Liver X receptors are established sensors of lipid and cholesterol homeostasis. Recent studies have reported that these receptors are involved in the regulation of inflammation and immune responses. We attempted to identify single nucleotide polymorphisms (SNPs) of the NR1H3 gene associated with the susceptibility to systemic lupus erythematosus (SLE).


SNPs were genotyped using SNaPSHOT assay in 300 Korean patients with SLE and 217 normal controls (NC), and in replication samples (160 SLE patients and 143 NC). Also, the functional effects of NR1H3 gene promoter polymorphisms were analyzed using a luciferase assay, real-time polymerase chain reaction, B cell proliferation assay and an electrophoretic mobility shift assay.

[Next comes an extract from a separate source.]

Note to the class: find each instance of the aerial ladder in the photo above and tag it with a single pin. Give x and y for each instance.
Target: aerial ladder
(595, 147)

We identified five polymorphisms: -1851 T > C (rs3758673), -1830 T > C (rs3758674), -1003 G > A (new), -840 C > A (rs61896015) and -115 G > A (rs12221497). There was a significant and reproducible difference in the -1830 T > C, -1003 G > A and -115 G > A polymorphisms between the SLE and the NC. Luciferase activity of the structure containing -1830 C was less enhanced compared to the structure containing -1830 T in basal, GW3965 and T0901317 treated Hep3B cells (P = 0.009, P = 0.034 and P <0.001, respectively). Proliferation of the -1830 TC type was increased compared to the -1830 TT type in basal, GW3965 and T0901317 treated B cells from SLE patients (P = 0.011, P = 0.040 and P = 0.017, respectively). Transcription factor GATA-3 preferentially bound the -1830 T allele in the promoter.


NR1H3 genetic polymorphisms may be associated with disease susceptibility and clinical manifestations of SLE. Specifically, -1830 T > C polymorphism within NR1H3 promoter region may be involved in regulation of NR1H3 expression.